One solution might be the classical liberal one of limiting God to the subjective and personal life, and excluding him from science and the physical world altogether. In no way is such a God our Creator – which raises the question of what right he has to be involved in our lives at all. It also denies a fundamental truth of Christianity, as well as a BioLogos core belief that we believe that “God created the universe and continues to providentially sustain the natural world.“
One attraction of Open Theism is that superficially it appears to free God from the “need” to interfere with the running of the Universe. The theory goes that he has created the Universe with both deterministic natural law and its own creative autonomy: the random events that seed evolution and change its course are random with respect to God as well as to fitness. That’s why creation is full of poor outcomes and bad design as well as innovation and wonder. Yet in his wisdom God uses what this free creation produces to fulfil his purposes. But do you see the Catch 22 here? In order to “use”, then God must “act”. If natural law continues according to its rules, and random chance is part of nature’s “freedom”, then what tools can God use to act? And if he does use them, it will be interference and a denial of the principles of undetectability and methodological naturalism. God can watch – but not touch, at least in the non-human sphere with which evolution primarily deals.
Even in the human sphere, science claims the right to apply evolutionary principles to everything. Judging from the negative responses on BioLogos to my friend Gregory’s plaintive protests that not everything evolves, many in the organisation would agree with science. If human psychology, history, sociology – even sin – are the outworkings of an evolutionary process in which God does not intervene, what does he actually do, and how can it be compatible with science?
A concept that seems to provide a way out is the thoroughly truthful Christian doctrine that God sustains all existence from moment to moment, which as I have already pointed out is a core belief of BioLogos. However, in the classical formulations of this idea, such providence is thoroughly sovereign and causal. “A man casts the lot into the lap, but its every decision is from the Lord.” Chance, to our eyes, may comply with statistical or chaos theory and yet be truly random – but it is God who decides which individual wins the lottery and which low-probability mutation arises.
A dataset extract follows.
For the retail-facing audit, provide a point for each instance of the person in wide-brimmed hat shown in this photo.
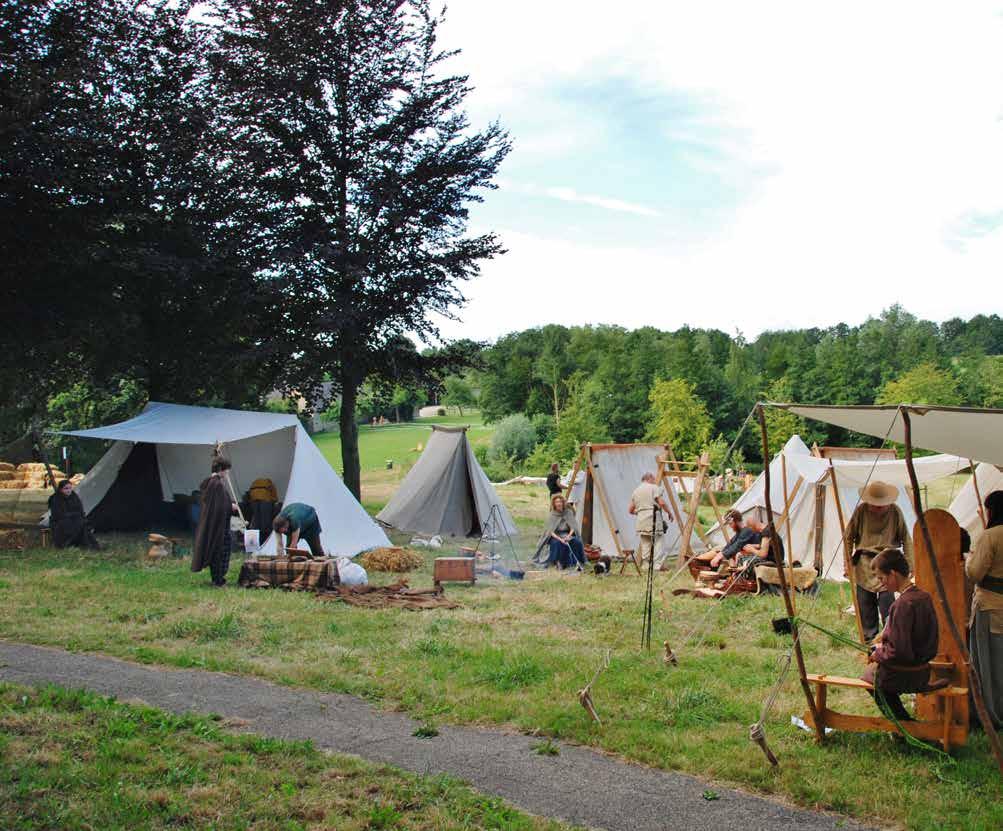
(876, 525)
But such providence is unnacceptable to science, and unattractive to many Biologians, committed as they are to a view of random events that makes them independent of God. Apart, then, from the mere sustaining of existence, what tools does such a God possess to affect the world’s events?
I too sustain the existence of billions of micro-organisms and, potentially, larger parasites within my body, but I can hardly be said to influence how they lead their lives. If I did, say by swallowing a healthy dose of antibiotic, they’d soon enough be able to detect my existence.
All this is not to say that I think it’s impossible for BioLogos to square the circle. I fully believe that theistic evolution is a coherent position, though it will never be acceptable to a secular academy as long as “God” is in there, which is just tough. But some things, in my view, just have to go. The first is methodological naturalism, because God cannot both act in the Universe and be undetectable, unless he is the Deist God who works only be the laws he set up long ago. The second is the bizarre idea of a free and independent creation, which is both internally incoherent and also, at a stroke, destroys the rather more important freedom of the Creator himself – or at least, our ability to understand and worship him aright for it.